2. Materials and Methods

2.1. General Description

The key purpose of designing and implementing the DiAtack is to detect tremors caused by low blood sugar levels through combining a noninvasive wearable device, an application, and a central alarm unit. Therefore, the proposed device can be used to precisely monitor the user’s condition by detecting hand tremors when Hypoglycemia occurs. Once tremors are detected by the wearable band, the phone app will send a signal to activate the alarm system. If the alarm fails to wake up the patient, three emergency contacts will be notified by the phone app, in addition to contacting universal emergency number.
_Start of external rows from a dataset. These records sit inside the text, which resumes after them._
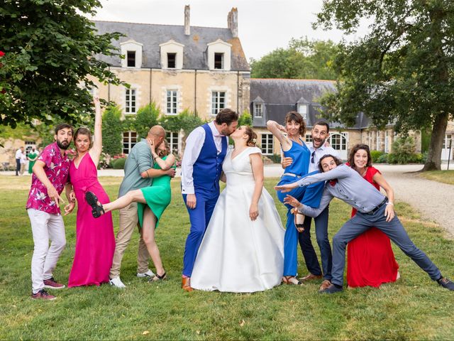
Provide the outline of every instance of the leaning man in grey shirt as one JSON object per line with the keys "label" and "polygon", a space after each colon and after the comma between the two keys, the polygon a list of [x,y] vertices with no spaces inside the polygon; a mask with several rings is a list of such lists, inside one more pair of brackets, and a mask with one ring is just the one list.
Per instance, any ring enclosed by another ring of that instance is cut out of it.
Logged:
{"label": "leaning man in grey shirt", "polygon": [[298,186],[307,186],[328,180],[319,208],[301,204],[291,195],[287,196],[284,202],[297,207],[300,212],[309,217],[319,215],[333,197],[339,198],[358,210],[356,215],[345,222],[333,237],[332,284],[319,291],[319,293],[342,291],[347,244],[372,227],[387,235],[432,280],[436,281],[443,288],[454,291],[454,283],[443,277],[432,261],[411,242],[399,218],[394,215],[394,210],[388,210],[387,215],[386,206],[392,205],[388,202],[387,197],[363,179],[358,172],[343,165],[335,156],[325,155],[320,159],[319,167],[322,173],[308,175],[292,183],[276,186],[275,189],[285,193]]}

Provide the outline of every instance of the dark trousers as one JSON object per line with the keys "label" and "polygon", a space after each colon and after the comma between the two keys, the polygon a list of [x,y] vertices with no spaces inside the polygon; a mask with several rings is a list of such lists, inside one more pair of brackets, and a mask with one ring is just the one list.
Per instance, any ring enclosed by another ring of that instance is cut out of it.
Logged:
{"label": "dark trousers", "polygon": [[21,159],[16,158],[16,175],[18,175],[20,171],[21,171]]}
{"label": "dark trousers", "polygon": [[[323,210],[321,213],[314,219],[315,222],[315,235],[317,244],[320,249],[321,258],[321,266],[323,268],[323,279],[331,280],[331,267],[333,266],[333,255],[331,246],[328,239],[328,217],[329,215],[329,206]],[[298,235],[299,247],[303,253],[303,257],[306,262],[306,267],[311,274],[316,276],[322,274],[320,264],[312,246],[311,240],[311,223],[312,218],[306,217],[304,220],[304,231]]]}
{"label": "dark trousers", "polygon": [[390,222],[386,221],[385,207],[386,205],[383,205],[372,214],[357,212],[356,215],[345,222],[333,238],[332,283],[339,286],[342,286],[343,283],[347,244],[374,226],[388,236],[405,254],[425,271],[431,278],[436,281],[441,277],[440,270],[426,254],[411,242],[397,216],[394,216]]}

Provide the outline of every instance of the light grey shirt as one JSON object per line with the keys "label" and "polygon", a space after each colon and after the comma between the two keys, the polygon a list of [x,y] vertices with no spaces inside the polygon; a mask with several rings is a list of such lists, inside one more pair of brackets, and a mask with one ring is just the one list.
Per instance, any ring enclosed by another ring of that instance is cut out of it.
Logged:
{"label": "light grey shirt", "polygon": [[333,197],[338,197],[359,212],[367,213],[384,200],[384,195],[377,188],[346,165],[340,165],[328,172],[306,176],[297,181],[297,183],[303,187],[333,179],[337,179],[338,181],[334,185],[326,182],[319,208],[301,204],[298,207],[299,211],[309,217],[316,217],[329,205]]}
{"label": "light grey shirt", "polygon": [[[338,151],[334,149],[333,147],[321,146],[316,149],[314,148],[314,144],[310,143],[307,144],[307,148],[309,148],[309,151],[311,152],[309,173],[312,173],[314,170],[319,170],[319,162],[320,162],[320,159],[323,155],[330,154],[340,158],[339,153],[338,153]],[[312,162],[312,156],[314,156],[314,162]]]}

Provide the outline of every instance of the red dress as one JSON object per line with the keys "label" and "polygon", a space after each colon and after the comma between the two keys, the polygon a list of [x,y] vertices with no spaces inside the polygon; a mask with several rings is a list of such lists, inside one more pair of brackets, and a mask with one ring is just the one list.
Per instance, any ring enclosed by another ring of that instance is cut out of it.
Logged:
{"label": "red dress", "polygon": [[[364,178],[377,190],[380,186],[373,177],[380,170],[368,167]],[[352,210],[352,217],[356,210]],[[399,264],[391,248],[389,238],[376,227],[359,235],[347,248],[347,283],[348,286],[380,286],[383,283],[394,282],[397,276]]]}
{"label": "red dress", "polygon": [[110,200],[98,181],[96,168],[89,153],[82,157],[78,168],[71,163],[70,178],[78,207],[76,249],[68,287],[99,286],[109,282],[115,251],[112,214],[109,212],[94,218],[92,207],[85,200],[85,193],[93,192],[101,204]]}

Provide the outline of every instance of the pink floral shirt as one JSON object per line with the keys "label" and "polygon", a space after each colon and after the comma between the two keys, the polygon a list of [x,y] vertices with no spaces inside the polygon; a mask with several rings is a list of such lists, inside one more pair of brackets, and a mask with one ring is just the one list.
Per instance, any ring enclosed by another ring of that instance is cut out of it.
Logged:
{"label": "pink floral shirt", "polygon": [[[47,146],[38,160],[45,163],[44,171],[58,194],[60,194],[65,188],[65,185],[69,182],[68,175],[71,161],[66,154],[62,156],[57,142]],[[60,214],[60,207],[50,200],[48,195],[48,189],[35,174],[32,176],[26,208],[33,208],[51,215]]]}

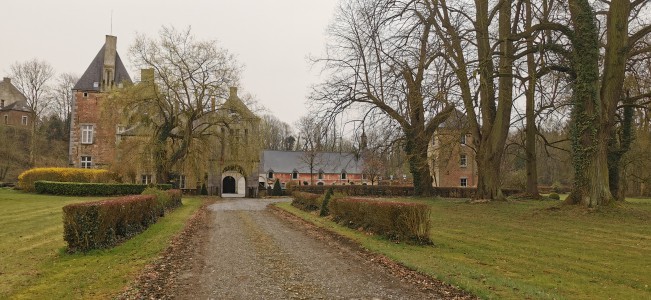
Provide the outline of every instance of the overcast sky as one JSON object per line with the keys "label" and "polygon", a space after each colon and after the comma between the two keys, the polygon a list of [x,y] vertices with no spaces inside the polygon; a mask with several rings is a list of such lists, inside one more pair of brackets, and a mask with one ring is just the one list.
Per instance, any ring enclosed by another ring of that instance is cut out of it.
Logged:
{"label": "overcast sky", "polygon": [[136,33],[156,36],[162,25],[192,27],[198,39],[217,40],[244,64],[241,88],[271,114],[293,125],[307,113],[318,67],[307,57],[325,49],[326,27],[339,0],[3,1],[0,75],[15,62],[38,58],[57,73],[81,76],[104,44],[118,53],[132,78],[127,49]]}

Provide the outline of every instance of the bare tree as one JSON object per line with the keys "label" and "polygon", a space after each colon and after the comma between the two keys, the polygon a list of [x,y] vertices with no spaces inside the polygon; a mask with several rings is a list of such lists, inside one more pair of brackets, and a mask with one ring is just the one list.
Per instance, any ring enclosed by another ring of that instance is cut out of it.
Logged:
{"label": "bare tree", "polygon": [[14,85],[27,98],[27,106],[31,109],[31,140],[29,147],[29,164],[34,166],[36,126],[38,119],[50,107],[51,97],[48,97],[50,79],[54,69],[49,63],[32,59],[23,63],[11,65]]}
{"label": "bare tree", "polygon": [[[159,182],[167,182],[175,165],[188,155],[196,140],[216,124],[204,116],[212,100],[226,98],[236,86],[240,67],[215,41],[197,40],[190,28],[162,27],[157,38],[140,35],[130,47],[134,64],[152,69],[149,84],[136,85],[123,99],[127,111],[153,131],[151,148]],[[227,124],[224,124],[227,125]]]}
{"label": "bare tree", "polygon": [[52,90],[52,112],[65,122],[66,127],[64,129],[68,134],[70,133],[72,103],[75,97],[72,92],[72,87],[77,83],[77,81],[79,81],[79,76],[76,74],[60,74],[57,78],[57,83]]}
{"label": "bare tree", "polygon": [[449,78],[432,34],[435,20],[418,1],[345,2],[330,28],[328,55],[318,60],[330,77],[311,99],[323,116],[353,111],[397,124],[417,195],[430,195],[427,146],[454,107]]}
The android mobile application is used to communicate with the wearable device to save the data and activate the emergency protocols which are based on a specific frequency range. There are two operating scenarios for the mobile application. The first scenario is sending a signal to the Arduino Nano BLE, which is was manufactured by (Arduino, Scarmagno, Italy), to activate the alarm system. While the second scenario is notifying three emergency contacts along with universal emergency number of a users’ condition and their location. Furthermore, the mobile application developed by MIT App Inventor (Massachusetts Institute of Technology, Cambridge, MA, USA) can be used to save raw data for research purposes. The proposed system is designed to wake up a patient by using a bright light and loud sound. The app also allows a patient to save a recorded message that can be sent to three phone numbers and universal emergency number to inform them about the patient’s information when the alarm system fails to wake up a patient.
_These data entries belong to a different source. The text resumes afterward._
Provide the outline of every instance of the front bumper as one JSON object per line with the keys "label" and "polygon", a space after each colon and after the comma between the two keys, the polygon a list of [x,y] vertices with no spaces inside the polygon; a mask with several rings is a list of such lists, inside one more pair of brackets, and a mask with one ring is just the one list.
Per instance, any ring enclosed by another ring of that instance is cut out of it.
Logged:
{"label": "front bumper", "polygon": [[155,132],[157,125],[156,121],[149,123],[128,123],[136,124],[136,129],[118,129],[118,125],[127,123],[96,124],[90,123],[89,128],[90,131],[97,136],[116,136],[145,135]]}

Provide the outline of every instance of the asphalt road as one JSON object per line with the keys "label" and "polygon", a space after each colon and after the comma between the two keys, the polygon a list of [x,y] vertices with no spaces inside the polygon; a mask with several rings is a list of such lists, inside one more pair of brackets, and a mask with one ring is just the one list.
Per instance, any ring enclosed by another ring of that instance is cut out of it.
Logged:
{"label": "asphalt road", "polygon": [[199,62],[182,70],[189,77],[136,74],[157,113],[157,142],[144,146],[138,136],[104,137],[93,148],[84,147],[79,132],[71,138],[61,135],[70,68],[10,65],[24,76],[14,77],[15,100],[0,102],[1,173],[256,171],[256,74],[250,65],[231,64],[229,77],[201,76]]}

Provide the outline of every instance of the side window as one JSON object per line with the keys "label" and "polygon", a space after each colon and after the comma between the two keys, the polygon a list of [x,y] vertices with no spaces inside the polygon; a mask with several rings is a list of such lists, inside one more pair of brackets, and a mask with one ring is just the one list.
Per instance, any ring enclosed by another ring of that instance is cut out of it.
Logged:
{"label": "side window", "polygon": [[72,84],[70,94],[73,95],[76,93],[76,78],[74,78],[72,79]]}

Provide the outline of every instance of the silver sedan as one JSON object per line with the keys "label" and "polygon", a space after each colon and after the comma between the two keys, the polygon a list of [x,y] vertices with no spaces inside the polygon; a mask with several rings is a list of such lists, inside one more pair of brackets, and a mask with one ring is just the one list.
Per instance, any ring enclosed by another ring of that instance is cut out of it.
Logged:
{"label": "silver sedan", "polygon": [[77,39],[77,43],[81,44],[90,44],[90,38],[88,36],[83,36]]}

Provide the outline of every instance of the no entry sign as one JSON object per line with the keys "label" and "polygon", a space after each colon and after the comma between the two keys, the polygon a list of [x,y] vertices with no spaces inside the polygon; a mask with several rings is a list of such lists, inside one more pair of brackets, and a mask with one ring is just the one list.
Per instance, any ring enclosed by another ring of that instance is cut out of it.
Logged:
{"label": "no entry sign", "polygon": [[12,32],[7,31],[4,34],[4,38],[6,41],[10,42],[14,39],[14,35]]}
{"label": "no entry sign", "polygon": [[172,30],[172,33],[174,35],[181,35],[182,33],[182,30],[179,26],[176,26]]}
2.2. Conceptual Block Diagram

A conceptual block diagram of the proposed system shows the high-level superstructure and highlights subsystems such as a wearable device (DiAtack), smartphones, and a central unit, as shown in Figure 1. The wearable device is designed to be capable to detect the tremor of nocturnal hypoglycemic in the range of 4–12 Hz. Bluetooth is used to communicate the phone app with DiAtack. Thus, the phone app will be able to activate an alarm system and send three texts to the emergency contact once it detects an input of 4–12 Hz.

2.3. Functional Block Diagram

In the DiAtack system, a wearable device is communicated with a phone application to detect tremors. The tremor that occurs during hypoglycemia events can be detected by using an accelerometer. Additionally, the phone app will be communicated with PCB through an Arduino Nano BLE to turn on the alarm system. The PCB consists of several stages that reduce a voltage to power the alarm system as well as the microcontroller. To improve the reliability of the proposed device, two options have been added in case the alarm system could not wake up the diabetic patient by contacting emergency contact and universal emergency number. Figure 2 shows the functional block diagram of DiAtack.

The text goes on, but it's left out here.